Specha seems to know everyone in New Orleans and uses those contacts extensively.
She first traveled to New Orleans in late 2005 on a mission trip to rebuild houses after Hurricane Katrina devastated the city. She returned to live there in 2008, eventually running Café Reconcile, a full-service restaurant that gives job training and life skills to 16- to 24-year-olds who are disconnected from society and out of work. The connections she made there led to her becoming board chair of Hotel Hope, a nonprofit that at the time wanted to start a homeless shelter.
By 2014, she had left the board and was executive director. She had been begging Marsh to join her — they had joined the congregation on the same day in 1986 — and that year, Marsh finally gave in.
"I have strong opinions, and I needed someone who was going to push back," Specha said.
Marsh countered that she didn't know anything about housing, but Specha said as long as Marsh knew how to love, she could provide the "radical hospitality" the hotel needed.
They researched models around the country for two years, spent 2016 renovating a hurricane-damaged house, and opened for business in 2017, able to house two families at a time.
"It was our place to practice our model and learn, and boy, did we learn," Specha said.
One of the first things they learned was they couldn't do it alone; with just two of them at the house every day and night, they were burning out fast. So Marsh started contacting Catholic churches in the area and organized volunteers to take shifts at the house 24 hours a day, 365 days a year. In those first two years, they housed 23 mothers and 56 children.
Things were running like clockwork, but they could help just two families a month. They heard the Crescent Palms was for sale — but the price was $1.4 million. The organization had only a little money and the board would not take on debt, which gave them only a few weeks to raise what they needed.

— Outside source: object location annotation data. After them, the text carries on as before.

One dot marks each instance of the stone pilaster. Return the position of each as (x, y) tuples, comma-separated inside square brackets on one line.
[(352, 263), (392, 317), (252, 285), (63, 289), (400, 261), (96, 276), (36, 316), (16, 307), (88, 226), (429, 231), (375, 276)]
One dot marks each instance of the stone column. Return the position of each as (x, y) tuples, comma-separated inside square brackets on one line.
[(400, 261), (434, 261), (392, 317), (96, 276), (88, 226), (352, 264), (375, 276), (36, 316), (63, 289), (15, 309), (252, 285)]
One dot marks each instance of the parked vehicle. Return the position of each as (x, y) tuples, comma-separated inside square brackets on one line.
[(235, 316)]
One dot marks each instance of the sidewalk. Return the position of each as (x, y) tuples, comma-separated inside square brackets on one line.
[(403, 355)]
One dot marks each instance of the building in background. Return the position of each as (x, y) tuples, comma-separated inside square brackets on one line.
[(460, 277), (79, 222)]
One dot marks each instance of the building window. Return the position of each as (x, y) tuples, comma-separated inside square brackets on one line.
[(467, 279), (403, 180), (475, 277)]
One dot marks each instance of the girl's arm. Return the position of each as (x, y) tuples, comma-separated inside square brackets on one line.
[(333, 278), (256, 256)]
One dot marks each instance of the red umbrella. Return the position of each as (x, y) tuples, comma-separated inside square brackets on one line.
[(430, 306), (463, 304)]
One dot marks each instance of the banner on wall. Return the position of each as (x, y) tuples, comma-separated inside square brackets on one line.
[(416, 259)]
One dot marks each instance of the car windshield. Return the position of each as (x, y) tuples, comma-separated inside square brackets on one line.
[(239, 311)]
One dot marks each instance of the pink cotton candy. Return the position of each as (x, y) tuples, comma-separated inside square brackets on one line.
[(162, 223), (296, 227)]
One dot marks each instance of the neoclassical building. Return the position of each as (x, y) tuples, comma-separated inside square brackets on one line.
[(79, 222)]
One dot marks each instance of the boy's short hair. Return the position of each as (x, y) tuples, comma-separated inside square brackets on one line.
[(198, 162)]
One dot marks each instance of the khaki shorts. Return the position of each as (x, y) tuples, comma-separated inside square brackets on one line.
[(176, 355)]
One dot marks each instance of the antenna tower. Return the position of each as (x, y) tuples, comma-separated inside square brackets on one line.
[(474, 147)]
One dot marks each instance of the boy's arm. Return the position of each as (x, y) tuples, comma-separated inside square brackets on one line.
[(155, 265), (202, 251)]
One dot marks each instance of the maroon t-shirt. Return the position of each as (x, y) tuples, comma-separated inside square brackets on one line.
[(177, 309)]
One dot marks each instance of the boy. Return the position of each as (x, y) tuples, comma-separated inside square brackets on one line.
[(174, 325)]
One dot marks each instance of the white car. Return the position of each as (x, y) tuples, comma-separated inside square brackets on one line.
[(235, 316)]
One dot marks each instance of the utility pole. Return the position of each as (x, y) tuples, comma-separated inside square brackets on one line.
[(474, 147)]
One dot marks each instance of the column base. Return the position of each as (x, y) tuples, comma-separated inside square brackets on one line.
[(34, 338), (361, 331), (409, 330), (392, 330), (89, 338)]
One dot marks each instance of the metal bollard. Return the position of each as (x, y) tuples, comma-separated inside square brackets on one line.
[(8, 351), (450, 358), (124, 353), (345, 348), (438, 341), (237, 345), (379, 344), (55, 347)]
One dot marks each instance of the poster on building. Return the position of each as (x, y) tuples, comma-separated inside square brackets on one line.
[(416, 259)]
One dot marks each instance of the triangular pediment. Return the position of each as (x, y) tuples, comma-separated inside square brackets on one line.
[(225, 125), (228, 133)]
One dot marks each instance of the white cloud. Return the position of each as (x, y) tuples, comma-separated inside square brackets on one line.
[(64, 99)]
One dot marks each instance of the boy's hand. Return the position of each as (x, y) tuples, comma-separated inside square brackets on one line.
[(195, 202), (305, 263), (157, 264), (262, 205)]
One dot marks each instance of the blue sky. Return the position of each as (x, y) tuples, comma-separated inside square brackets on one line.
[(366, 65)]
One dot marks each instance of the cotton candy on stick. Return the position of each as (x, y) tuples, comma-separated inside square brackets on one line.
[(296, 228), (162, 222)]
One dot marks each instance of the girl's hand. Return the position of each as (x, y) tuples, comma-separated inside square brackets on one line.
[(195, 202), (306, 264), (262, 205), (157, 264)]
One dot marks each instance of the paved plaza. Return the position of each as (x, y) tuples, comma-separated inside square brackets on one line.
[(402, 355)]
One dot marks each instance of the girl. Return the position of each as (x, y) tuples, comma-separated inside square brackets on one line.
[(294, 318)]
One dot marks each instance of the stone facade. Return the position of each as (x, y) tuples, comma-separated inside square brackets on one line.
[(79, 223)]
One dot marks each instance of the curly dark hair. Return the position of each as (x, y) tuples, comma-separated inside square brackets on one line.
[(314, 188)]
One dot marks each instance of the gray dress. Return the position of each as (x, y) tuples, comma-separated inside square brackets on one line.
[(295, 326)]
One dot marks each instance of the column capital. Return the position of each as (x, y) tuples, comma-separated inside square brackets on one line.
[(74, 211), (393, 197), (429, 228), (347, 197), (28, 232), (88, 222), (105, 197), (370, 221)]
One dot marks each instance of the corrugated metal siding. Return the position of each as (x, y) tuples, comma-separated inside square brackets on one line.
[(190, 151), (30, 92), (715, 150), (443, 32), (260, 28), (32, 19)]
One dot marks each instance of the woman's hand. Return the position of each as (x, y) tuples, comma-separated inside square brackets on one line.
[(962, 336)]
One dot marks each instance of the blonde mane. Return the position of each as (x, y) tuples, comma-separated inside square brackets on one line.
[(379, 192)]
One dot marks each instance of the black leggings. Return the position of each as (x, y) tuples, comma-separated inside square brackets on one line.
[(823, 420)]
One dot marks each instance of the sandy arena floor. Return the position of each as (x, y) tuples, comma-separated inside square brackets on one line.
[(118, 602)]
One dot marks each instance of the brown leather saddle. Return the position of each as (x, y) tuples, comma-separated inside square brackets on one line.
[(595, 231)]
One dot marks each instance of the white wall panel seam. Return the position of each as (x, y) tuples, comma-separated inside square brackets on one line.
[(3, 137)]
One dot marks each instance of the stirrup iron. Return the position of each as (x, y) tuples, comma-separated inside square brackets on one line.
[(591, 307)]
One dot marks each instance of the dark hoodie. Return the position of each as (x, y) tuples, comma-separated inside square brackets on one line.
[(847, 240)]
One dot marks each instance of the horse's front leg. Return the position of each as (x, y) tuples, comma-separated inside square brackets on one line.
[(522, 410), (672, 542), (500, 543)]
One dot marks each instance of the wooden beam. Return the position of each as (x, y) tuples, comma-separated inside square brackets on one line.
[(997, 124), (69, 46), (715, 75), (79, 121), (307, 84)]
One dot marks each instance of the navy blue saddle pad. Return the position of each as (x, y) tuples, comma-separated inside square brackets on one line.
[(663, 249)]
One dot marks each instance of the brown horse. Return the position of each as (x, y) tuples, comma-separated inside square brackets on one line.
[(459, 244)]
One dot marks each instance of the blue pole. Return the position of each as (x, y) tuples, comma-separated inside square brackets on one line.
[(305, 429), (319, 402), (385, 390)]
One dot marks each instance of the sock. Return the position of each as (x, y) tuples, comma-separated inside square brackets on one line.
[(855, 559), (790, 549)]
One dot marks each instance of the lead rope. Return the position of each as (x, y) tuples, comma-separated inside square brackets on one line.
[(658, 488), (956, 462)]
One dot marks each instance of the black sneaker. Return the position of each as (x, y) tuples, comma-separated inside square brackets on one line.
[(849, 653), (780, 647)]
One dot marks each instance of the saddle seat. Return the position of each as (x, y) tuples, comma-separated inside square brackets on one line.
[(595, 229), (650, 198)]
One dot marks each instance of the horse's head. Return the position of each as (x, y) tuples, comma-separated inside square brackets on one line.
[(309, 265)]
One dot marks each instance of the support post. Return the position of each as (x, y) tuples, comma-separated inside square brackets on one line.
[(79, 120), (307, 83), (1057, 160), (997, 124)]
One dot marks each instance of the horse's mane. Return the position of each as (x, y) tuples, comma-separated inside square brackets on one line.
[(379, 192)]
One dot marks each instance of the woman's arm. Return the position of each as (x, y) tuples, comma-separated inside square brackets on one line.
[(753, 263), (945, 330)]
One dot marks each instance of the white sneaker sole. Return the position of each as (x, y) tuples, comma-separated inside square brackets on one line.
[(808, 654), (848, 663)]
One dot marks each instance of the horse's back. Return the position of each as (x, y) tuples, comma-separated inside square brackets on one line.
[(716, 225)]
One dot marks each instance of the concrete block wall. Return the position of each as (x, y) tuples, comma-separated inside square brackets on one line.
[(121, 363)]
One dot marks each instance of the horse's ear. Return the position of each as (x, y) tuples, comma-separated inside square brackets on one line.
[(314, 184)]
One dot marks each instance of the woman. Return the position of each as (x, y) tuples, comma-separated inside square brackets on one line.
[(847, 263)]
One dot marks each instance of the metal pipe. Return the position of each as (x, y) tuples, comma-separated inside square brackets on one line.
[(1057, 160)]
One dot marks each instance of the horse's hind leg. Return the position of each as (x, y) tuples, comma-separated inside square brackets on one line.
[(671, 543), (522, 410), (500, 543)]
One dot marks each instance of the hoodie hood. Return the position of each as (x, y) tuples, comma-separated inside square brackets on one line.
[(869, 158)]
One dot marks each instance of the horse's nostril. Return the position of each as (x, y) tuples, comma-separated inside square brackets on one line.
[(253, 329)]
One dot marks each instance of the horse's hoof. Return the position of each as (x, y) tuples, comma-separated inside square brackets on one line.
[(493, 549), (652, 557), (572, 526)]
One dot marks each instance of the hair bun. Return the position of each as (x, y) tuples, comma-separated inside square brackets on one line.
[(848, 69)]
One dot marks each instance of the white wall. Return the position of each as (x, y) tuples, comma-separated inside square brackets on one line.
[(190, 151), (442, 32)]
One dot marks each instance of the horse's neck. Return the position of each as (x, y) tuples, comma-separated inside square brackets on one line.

A local philanthropist donated $1 million, the Sisters of the Presentation of the Blessed Virgin Mary gave $1 million, and on the feast of the Assumption in 2018, the nonprofit closed on the sale and owned a hotel. It had been operating right up until the sale, so almost no renovations were needed, and it opened to guests a month later.
And the collaboration continues with many volunteers: A local Catholic parish donates a box of cleaning supplies to every family as they move out, and volunteers watch the children while mothers attend Saturday morning empowerment classes on toxic relationships, budgeting and goal setting. A "grocery group" donates food, and many service groups give their labor, such as the Creighton students, who spent one day of their spring break preparing a space for a commercial kitchen that had been donated. Students from nearby Tulane University and Southern University in Baton Rouge are also frequent volunteers.
"As sisters, that's what we do best: We spread the word on what's needed, and we invite them to help," Specha said. "And they get to make a difference."
Morin said the students received as much or more than they gave.
"We can see visibly that we made a difference with the work we did," she said, "but it also made a difference in our perception of the world."
*An earlier version of this story gave an incorrect community.